In [67]:
!pip install -U -q google-generativeai

In [68]:
import textwrap
import numpy as np
import pandas as pd

import google.generativeai as genai

# Used to securely store your API key
from google.colab import userdata

from IPython.display import Markdown

In [69]:
# Or use `os.getenv('API_KEY')` to fetch an environment variable.
API_KEY=userdata.get('GEMINI_API_KEY')

genai.configure(api_key=API_KEY)

In [84]:
import pandas as pd

# Replace these with your actual CSV links
candidates = ['syaikhu', 'jeje', 'dedi', 'acep']
csv_links = [
    (x, f"https://raw.githubusercontent.com/rendybjunior/pilkada-rag/refs/heads/main/data/{x}.csv")
    for x in candidates
]

# Create an empty list to store the dataframes
dfs = []

# Iterate through the CSV links and load each into a dataframe
for candidate, link in csv_links:
  try:
    df = pd.read_csv(link)
    df['candidate'] = candidate
    dfs.append(df)
  except Exception as e:
    print(f"Error loading CSV from {link}: {e}")

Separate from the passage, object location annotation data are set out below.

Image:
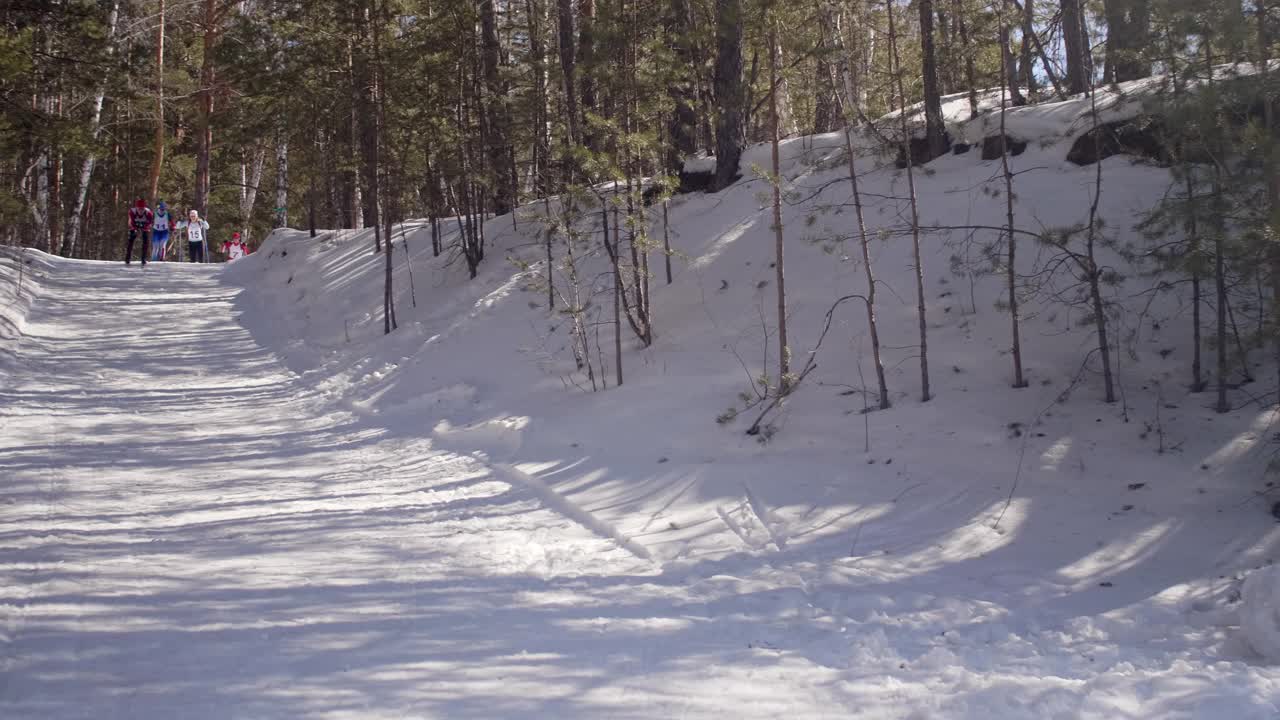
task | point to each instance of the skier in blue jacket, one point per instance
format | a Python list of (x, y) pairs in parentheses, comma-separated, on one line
[(160, 224)]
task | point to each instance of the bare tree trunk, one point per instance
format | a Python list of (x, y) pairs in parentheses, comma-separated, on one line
[(666, 238), (73, 222), (784, 347), (248, 188), (542, 132), (1015, 94), (282, 181), (684, 121), (867, 259), (1075, 45), (1193, 253), (915, 215), (1091, 264), (1272, 164), (158, 153), (205, 105), (864, 241), (567, 33), (970, 76), (827, 112), (1010, 237)]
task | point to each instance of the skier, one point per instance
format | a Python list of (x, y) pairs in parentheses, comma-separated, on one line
[(196, 236), (140, 224), (234, 247), (160, 231)]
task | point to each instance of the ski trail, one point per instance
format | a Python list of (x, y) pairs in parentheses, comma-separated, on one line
[(567, 507), (764, 516), (736, 528)]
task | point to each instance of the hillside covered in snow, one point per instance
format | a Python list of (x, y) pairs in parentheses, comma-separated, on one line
[(471, 520)]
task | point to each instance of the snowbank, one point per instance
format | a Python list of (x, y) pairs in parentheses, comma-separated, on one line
[(865, 543), (21, 270), (1260, 611)]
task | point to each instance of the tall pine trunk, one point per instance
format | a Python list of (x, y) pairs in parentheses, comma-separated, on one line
[(1010, 237), (784, 346), (282, 181), (158, 149), (896, 69), (498, 150), (1075, 45), (730, 92), (935, 131), (865, 247), (71, 238), (205, 105)]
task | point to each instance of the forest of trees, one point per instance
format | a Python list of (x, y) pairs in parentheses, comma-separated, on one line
[(364, 113)]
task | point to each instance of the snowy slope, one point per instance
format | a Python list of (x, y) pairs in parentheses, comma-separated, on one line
[(19, 278), (442, 523)]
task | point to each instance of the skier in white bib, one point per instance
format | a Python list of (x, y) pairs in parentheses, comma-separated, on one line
[(197, 232)]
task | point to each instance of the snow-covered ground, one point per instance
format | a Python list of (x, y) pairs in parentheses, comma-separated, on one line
[(228, 495)]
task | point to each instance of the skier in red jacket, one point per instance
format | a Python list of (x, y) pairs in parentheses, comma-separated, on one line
[(140, 224), (234, 247)]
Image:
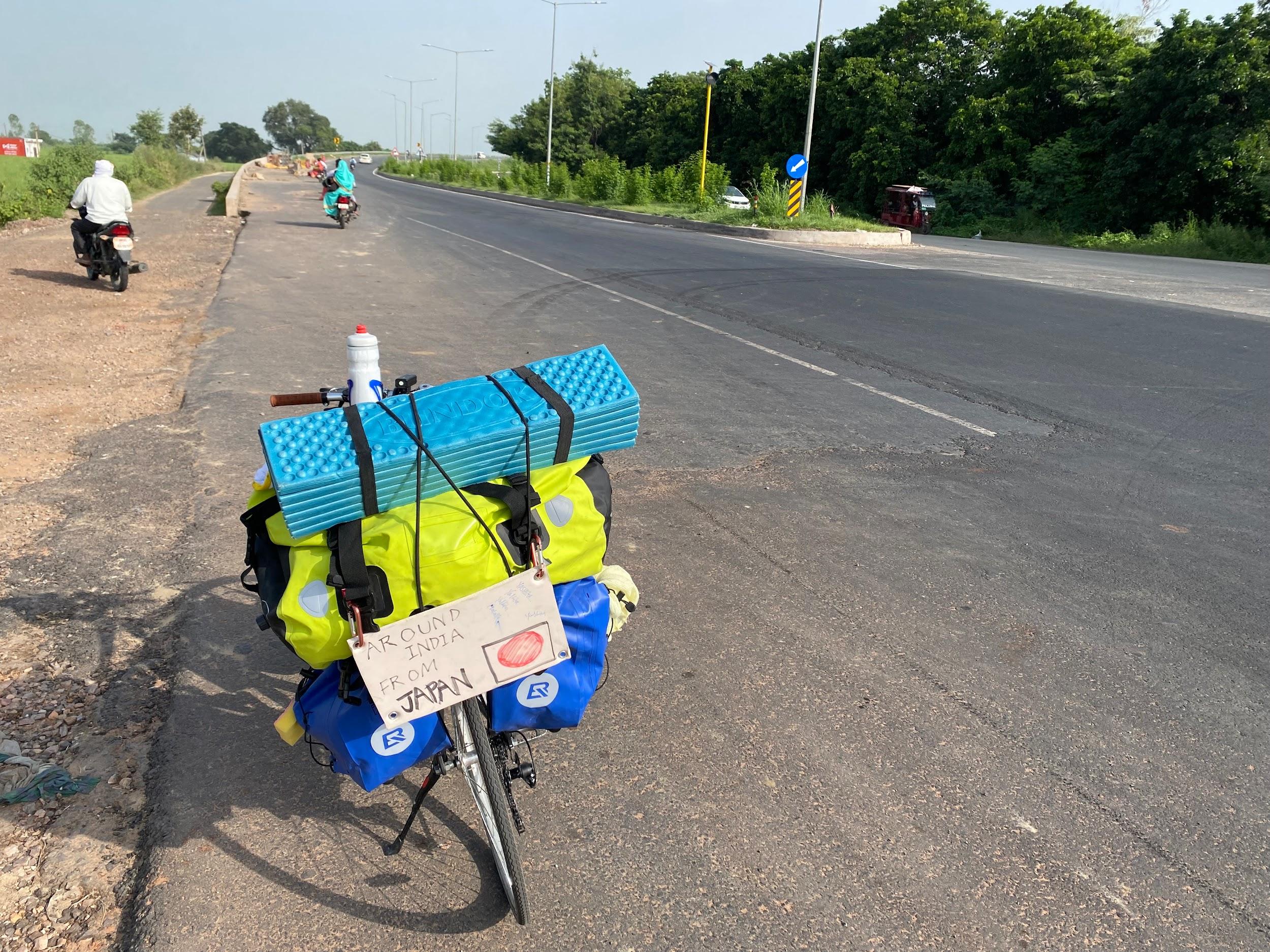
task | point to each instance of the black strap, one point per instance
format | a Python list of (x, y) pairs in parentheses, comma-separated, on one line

# Concatenate all dataframes into one
combined_df = pd.concat(dfs, ignore_index=True)
combined_df.dropna(inplace=True)

# Print the combined dataframe (optional)
df = combined_df[['title', 'box_text', 'candidate']]

In [85]:
def find_best_passage(query, dataframe):
  """
  Compute the distances between the query and each document in the dataframe
  using the dot product.
  """
  query_embedding = genai.embed_content(model='models/embedding-001',
                                        content=query,
                                        task_type="retrieval_query")
  dot_products = np.dot(np.stack(dataframe['embeddings']), query_embedding["embedding"])
  idx = np.argmax(dot_products)
  return dataframe.iloc[idx]['title'], dataframe.iloc[idx]['box_text'] # Return text from index with max value

In [86]:
# Get the embeddings of each text and add to an embeddings column in the dataframe
def embed_fn(title, text):
  return genai.embed_content(model='models/embedding-001',
                             content=text,
                             task_type="retrieval_document",
                             title=title)["embedding"]

In [87]:
df['embeddings'] = df.apply(lambda row: embed_fn(row['title'], row['box_text']), axis=1)

A value is trying to be set on a copy of a slice from a DataFrame.
Try using .loc[row_indexer,col_indexer] = value instead

See the caveats in the documentation: https://pandas.pydata.org/pandas-docs/stable/user_guide/indexing.html#returning-a-view-versus-a-copy
  df['embeddings'] = df.apply(lambda row: embed_fn(row['title'], row['box_text']), axis=1)


In [88]:
def make_prompt(query, relevant_passage):
  escaped = relevant_passage.replace("'", "").replace('"', "").replace("\n", " ")
  prompt = textwrap.dedent("""You are a helpful and informative bot that answers questions using text from the reference passage included below. \
  Be sure to respond in a complete sentence, being comprehensive, including all relevant background information. \
  However, you are talking to a non-technical audience, so be sure to break down complicated concepts and \
  strike a friendly and converstional tone. \
  If the passage is irrelevant to the answer, you may ignore it.
  QUESTION: '{query}'
  PASSAGE: '{relevant_passage}'

    ANSWER:
  """).format(query=query, relevant_passage=escaped)

  return prompt

In [89]:
def answer_this(query):
  title, box_text = find_best_passage(query, df)
  prompt = make_prompt(query, f'{title} : {box_text}')
  answer = genai.GenerativeModel('gemini-1.5-pro-latest').generate_content(prompt)
  return Markdown(answer.text)

In [90]:
# Catatan: contoh saja, bukan mendukung paslon tertentu
query = "Siapa yang punya visi atau mendukung hal terkait teknologi informasi?"
answer_this(query)

Sayangnya, teks ini tidak menyebutkan siapa saja yang mendukung teknologi informasi secara umum.  Teks ini hanya memberitahu kita bahwa Dedi Mulyadi, calon Gubernur Jabar, mendukung penggunaan teknologi digital, khususnya untuk museum di Jawa Barat.  Beliau ingin museum-museum ini didigitalisasi agar lebih mudah diakses generasi muda dan untuk menyebarkan pengetahuan tentang pengobatan tradisional.